Static Blog Search with Awesomplete

This is a post about developing my blog on my blog - take a second to appreciate how meta that is.

I recently transitioned my personal site from Wordpress to a static site on Github pages built using Middleman. Overall it was an awesome change and I feel much better having my personal site and assets etc in plain text and source control. The transition was pretty smooth however there were a few things that I had with Wordpress that took a bit of finesse to achieve with Middleman. Blog search was one of those things and I eventually came up with a pretty elegant solution that I would like to share.

The reason search is interesting is because Middleman generates static sites which means any search solution needs to be entirely client side. If you google for Middleman search you’ll find some other projects and gems but I think my solution is simpler.

I built my blog search using this nice little autocomplete library called Awesomplete. To start I added the following markup to the sidebar partial which is rendered on all the blog sections of my website:

<input id="search" class="form-control" list="articleList" placeholder="Search...">
<datalist id="articleList">
  <% blog.articles.each do |article| %>
    <option><%= article.title %></option>
  <% end %>
</datalist>

This creates the base list of all my blog articles.

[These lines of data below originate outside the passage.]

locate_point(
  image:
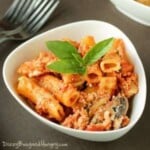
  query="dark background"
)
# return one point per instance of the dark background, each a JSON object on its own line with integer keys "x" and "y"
{"x": 16, "y": 124}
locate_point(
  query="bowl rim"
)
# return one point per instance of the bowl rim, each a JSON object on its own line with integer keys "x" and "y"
{"x": 49, "y": 122}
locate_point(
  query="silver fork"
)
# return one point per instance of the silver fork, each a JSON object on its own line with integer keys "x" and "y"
{"x": 16, "y": 14}
{"x": 34, "y": 22}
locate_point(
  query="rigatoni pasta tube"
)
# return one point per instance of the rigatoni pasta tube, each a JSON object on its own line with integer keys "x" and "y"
{"x": 43, "y": 100}
{"x": 66, "y": 94}
{"x": 93, "y": 74}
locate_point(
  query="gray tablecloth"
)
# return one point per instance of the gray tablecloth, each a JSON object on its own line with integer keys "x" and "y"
{"x": 18, "y": 126}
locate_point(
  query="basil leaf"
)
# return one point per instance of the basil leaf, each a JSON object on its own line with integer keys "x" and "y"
{"x": 98, "y": 51}
{"x": 62, "y": 49}
{"x": 67, "y": 66}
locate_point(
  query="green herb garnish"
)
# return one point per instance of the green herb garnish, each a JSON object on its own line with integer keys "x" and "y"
{"x": 70, "y": 60}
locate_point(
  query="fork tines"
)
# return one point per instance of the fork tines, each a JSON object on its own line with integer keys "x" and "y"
{"x": 43, "y": 10}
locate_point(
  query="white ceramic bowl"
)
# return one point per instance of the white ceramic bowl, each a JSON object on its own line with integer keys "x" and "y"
{"x": 134, "y": 10}
{"x": 100, "y": 30}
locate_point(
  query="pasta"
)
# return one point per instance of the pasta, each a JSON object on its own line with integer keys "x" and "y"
{"x": 98, "y": 100}
{"x": 43, "y": 100}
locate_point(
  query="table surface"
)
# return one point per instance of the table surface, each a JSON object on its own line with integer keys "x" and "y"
{"x": 18, "y": 126}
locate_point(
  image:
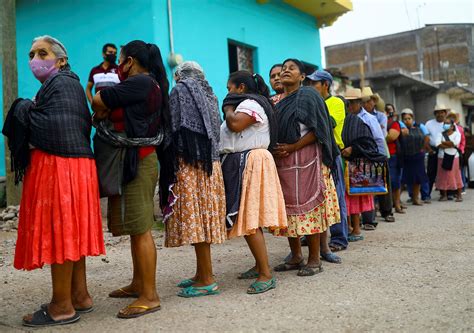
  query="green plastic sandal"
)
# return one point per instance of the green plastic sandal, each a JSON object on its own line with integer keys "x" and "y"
{"x": 186, "y": 283}
{"x": 248, "y": 275}
{"x": 259, "y": 287}
{"x": 212, "y": 289}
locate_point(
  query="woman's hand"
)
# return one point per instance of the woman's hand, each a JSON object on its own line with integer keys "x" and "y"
{"x": 346, "y": 152}
{"x": 283, "y": 150}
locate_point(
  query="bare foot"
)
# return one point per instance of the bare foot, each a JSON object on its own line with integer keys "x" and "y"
{"x": 139, "y": 306}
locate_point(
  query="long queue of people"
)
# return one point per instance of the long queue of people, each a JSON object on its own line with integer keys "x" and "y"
{"x": 278, "y": 163}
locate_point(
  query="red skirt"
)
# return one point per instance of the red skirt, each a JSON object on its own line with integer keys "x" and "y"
{"x": 60, "y": 216}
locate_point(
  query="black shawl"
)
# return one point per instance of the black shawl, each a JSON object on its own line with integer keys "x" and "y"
{"x": 264, "y": 102}
{"x": 17, "y": 129}
{"x": 307, "y": 107}
{"x": 58, "y": 122}
{"x": 357, "y": 134}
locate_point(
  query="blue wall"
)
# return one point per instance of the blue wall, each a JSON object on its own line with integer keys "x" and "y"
{"x": 201, "y": 33}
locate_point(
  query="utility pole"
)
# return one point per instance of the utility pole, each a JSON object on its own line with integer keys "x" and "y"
{"x": 9, "y": 83}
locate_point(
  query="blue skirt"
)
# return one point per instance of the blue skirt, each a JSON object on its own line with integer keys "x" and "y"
{"x": 414, "y": 169}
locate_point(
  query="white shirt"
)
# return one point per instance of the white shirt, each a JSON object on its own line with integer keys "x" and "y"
{"x": 256, "y": 136}
{"x": 434, "y": 129}
{"x": 455, "y": 137}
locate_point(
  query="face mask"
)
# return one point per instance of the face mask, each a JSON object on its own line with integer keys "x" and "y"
{"x": 43, "y": 69}
{"x": 110, "y": 58}
{"x": 122, "y": 75}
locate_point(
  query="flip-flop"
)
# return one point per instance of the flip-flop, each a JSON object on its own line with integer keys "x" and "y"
{"x": 336, "y": 247}
{"x": 80, "y": 310}
{"x": 310, "y": 271}
{"x": 259, "y": 287}
{"x": 355, "y": 238}
{"x": 389, "y": 218}
{"x": 147, "y": 309}
{"x": 189, "y": 292}
{"x": 186, "y": 283}
{"x": 120, "y": 293}
{"x": 288, "y": 267}
{"x": 250, "y": 274}
{"x": 331, "y": 257}
{"x": 369, "y": 227}
{"x": 41, "y": 318}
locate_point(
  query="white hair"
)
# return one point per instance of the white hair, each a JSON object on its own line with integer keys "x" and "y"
{"x": 56, "y": 46}
{"x": 190, "y": 69}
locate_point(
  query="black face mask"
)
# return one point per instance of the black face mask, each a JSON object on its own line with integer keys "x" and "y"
{"x": 111, "y": 58}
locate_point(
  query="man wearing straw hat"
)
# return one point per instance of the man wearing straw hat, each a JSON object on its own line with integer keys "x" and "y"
{"x": 435, "y": 128}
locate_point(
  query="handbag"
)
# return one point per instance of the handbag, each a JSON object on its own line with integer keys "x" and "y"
{"x": 110, "y": 163}
{"x": 364, "y": 177}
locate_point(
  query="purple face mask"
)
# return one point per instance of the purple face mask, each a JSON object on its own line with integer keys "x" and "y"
{"x": 43, "y": 69}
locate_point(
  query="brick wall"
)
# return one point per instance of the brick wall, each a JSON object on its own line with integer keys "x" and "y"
{"x": 453, "y": 43}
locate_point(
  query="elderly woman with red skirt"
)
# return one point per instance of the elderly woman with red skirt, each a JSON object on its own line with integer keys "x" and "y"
{"x": 60, "y": 218}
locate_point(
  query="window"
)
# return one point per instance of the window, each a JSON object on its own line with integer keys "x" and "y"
{"x": 241, "y": 57}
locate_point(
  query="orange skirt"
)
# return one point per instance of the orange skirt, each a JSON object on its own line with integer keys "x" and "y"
{"x": 60, "y": 216}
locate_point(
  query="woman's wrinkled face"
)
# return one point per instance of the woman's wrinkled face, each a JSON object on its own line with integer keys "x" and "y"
{"x": 41, "y": 50}
{"x": 291, "y": 74}
{"x": 232, "y": 88}
{"x": 407, "y": 120}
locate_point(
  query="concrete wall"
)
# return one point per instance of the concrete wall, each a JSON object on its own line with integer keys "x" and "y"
{"x": 201, "y": 32}
{"x": 412, "y": 51}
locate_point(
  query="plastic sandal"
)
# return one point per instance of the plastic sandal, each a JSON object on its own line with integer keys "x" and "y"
{"x": 41, "y": 318}
{"x": 80, "y": 311}
{"x": 186, "y": 283}
{"x": 310, "y": 271}
{"x": 147, "y": 309}
{"x": 259, "y": 287}
{"x": 250, "y": 274}
{"x": 212, "y": 289}
{"x": 355, "y": 238}
{"x": 331, "y": 257}
{"x": 120, "y": 293}
{"x": 336, "y": 247}
{"x": 288, "y": 267}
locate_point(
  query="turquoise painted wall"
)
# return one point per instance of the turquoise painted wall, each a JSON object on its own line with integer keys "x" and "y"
{"x": 201, "y": 33}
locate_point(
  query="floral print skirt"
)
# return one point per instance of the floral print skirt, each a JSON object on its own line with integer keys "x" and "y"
{"x": 198, "y": 214}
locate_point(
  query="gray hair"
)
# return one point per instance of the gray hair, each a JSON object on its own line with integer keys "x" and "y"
{"x": 190, "y": 70}
{"x": 56, "y": 46}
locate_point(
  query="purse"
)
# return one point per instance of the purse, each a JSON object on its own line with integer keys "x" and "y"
{"x": 109, "y": 160}
{"x": 364, "y": 177}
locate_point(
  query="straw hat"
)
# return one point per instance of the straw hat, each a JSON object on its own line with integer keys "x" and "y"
{"x": 440, "y": 107}
{"x": 353, "y": 93}
{"x": 367, "y": 94}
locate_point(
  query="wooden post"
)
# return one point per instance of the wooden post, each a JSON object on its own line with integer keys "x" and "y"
{"x": 9, "y": 83}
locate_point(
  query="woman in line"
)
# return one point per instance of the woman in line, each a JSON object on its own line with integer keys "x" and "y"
{"x": 359, "y": 142}
{"x": 307, "y": 153}
{"x": 448, "y": 176}
{"x": 253, "y": 192}
{"x": 137, "y": 106}
{"x": 60, "y": 218}
{"x": 194, "y": 211}
{"x": 412, "y": 146}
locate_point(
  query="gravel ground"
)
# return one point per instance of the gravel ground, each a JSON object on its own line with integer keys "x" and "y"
{"x": 415, "y": 275}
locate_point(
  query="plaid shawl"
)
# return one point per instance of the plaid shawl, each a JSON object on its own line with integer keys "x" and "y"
{"x": 60, "y": 121}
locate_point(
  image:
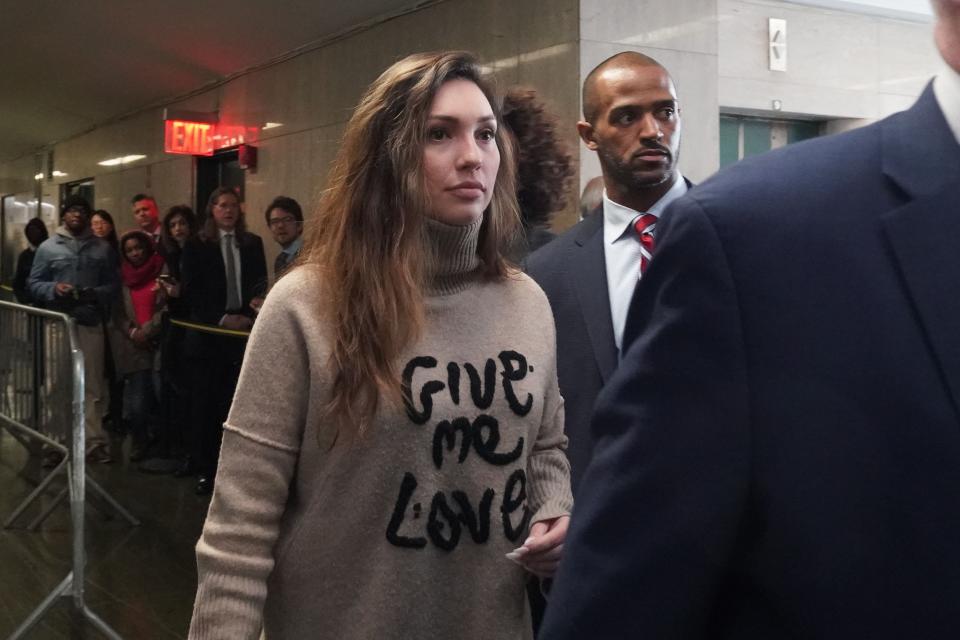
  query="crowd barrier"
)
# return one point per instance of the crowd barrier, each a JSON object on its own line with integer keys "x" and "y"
{"x": 42, "y": 406}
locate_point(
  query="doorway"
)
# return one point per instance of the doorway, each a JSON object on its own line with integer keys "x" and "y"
{"x": 219, "y": 170}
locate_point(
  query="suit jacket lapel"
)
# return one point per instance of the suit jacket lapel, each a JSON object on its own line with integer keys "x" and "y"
{"x": 590, "y": 280}
{"x": 925, "y": 232}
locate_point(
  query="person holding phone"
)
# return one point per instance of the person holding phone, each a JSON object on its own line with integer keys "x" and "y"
{"x": 374, "y": 477}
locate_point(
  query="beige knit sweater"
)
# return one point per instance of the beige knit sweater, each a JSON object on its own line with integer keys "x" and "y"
{"x": 401, "y": 532}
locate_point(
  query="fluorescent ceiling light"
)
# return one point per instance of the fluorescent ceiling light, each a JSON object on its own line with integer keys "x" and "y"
{"x": 112, "y": 162}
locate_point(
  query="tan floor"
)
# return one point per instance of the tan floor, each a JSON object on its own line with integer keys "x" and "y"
{"x": 141, "y": 580}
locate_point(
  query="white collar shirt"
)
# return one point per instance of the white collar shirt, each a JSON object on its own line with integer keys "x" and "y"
{"x": 235, "y": 247}
{"x": 621, "y": 252}
{"x": 946, "y": 88}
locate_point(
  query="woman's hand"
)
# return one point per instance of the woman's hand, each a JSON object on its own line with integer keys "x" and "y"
{"x": 541, "y": 551}
{"x": 236, "y": 322}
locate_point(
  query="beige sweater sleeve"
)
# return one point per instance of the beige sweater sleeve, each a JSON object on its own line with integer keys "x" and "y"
{"x": 261, "y": 444}
{"x": 548, "y": 469}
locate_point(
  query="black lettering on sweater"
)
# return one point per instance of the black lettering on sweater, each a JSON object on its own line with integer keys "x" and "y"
{"x": 453, "y": 381}
{"x": 452, "y": 513}
{"x": 435, "y": 526}
{"x": 478, "y": 525}
{"x": 512, "y": 374}
{"x": 449, "y": 517}
{"x": 446, "y": 434}
{"x": 407, "y": 487}
{"x": 483, "y": 434}
{"x": 482, "y": 392}
{"x": 514, "y": 497}
{"x": 426, "y": 392}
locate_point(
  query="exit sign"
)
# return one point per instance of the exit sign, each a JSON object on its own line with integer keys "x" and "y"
{"x": 191, "y": 138}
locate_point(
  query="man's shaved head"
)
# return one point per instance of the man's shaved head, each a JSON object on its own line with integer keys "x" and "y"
{"x": 622, "y": 60}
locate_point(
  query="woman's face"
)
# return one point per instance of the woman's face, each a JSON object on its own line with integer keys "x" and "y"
{"x": 226, "y": 211}
{"x": 178, "y": 229}
{"x": 100, "y": 227}
{"x": 460, "y": 156}
{"x": 133, "y": 250}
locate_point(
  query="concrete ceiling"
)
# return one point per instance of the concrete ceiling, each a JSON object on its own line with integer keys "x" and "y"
{"x": 68, "y": 66}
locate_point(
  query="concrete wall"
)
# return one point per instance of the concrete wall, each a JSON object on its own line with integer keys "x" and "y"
{"x": 840, "y": 65}
{"x": 681, "y": 35}
{"x": 533, "y": 42}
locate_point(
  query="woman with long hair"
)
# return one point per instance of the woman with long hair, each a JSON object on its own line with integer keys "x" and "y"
{"x": 392, "y": 464}
{"x": 102, "y": 226}
{"x": 178, "y": 227}
{"x": 544, "y": 164}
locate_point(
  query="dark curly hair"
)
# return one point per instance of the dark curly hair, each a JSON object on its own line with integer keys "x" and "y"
{"x": 544, "y": 164}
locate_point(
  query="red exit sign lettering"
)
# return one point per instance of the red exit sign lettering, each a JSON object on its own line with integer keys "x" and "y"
{"x": 191, "y": 138}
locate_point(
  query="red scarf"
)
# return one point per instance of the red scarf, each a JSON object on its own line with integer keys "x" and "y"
{"x": 140, "y": 282}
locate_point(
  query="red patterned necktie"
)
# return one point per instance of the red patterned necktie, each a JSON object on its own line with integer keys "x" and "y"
{"x": 644, "y": 226}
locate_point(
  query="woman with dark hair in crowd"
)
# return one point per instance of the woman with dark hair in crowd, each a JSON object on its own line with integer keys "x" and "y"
{"x": 35, "y": 232}
{"x": 179, "y": 225}
{"x": 544, "y": 164}
{"x": 101, "y": 224}
{"x": 137, "y": 321}
{"x": 223, "y": 273}
{"x": 397, "y": 429}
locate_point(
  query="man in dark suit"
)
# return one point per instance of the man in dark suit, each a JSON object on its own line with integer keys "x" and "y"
{"x": 778, "y": 455}
{"x": 632, "y": 120}
{"x": 224, "y": 273}
{"x": 285, "y": 219}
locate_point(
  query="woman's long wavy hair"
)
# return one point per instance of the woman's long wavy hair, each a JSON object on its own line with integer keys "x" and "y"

Now we need to bring it to life with Awesomplete:

  var input = $("#search")[0];
  var awesomplete = new Awesomplete(input, {
    minChars: 1,
    maxItems: 5,
    autoFirst: true
  });

  var searchIdx = {
    <% blog.articles.each do |article| %>
      <%= article.title.to_json %>: "<%= article.url %>",
    <% end %>
  }

  window.addEventListener("awesomplete-selectcomplete", function(e) {
    var articleTitle = $(e.target).val();
    var articleUrl = searchIdx[articleTitle];
    Turbolinks.visit(articleUrl);
  });

This code does a couple of things - first it initializes the Awesomplete widget. Next it defines a searchIdx variable which just maps article title to url and stores it in javascript land so we can access it later. The last bit of code listens to the awesomplete-selectcomplete event then looks up the url for the selected article and then loads the page with Turbolinks (if you’re not familiar this is just a slicker way of doing window.location = ).

I was really happy with how this turned out, super fast, simple and the code is nicely contained in my sidebar partial. Give it a try in the search box to the right!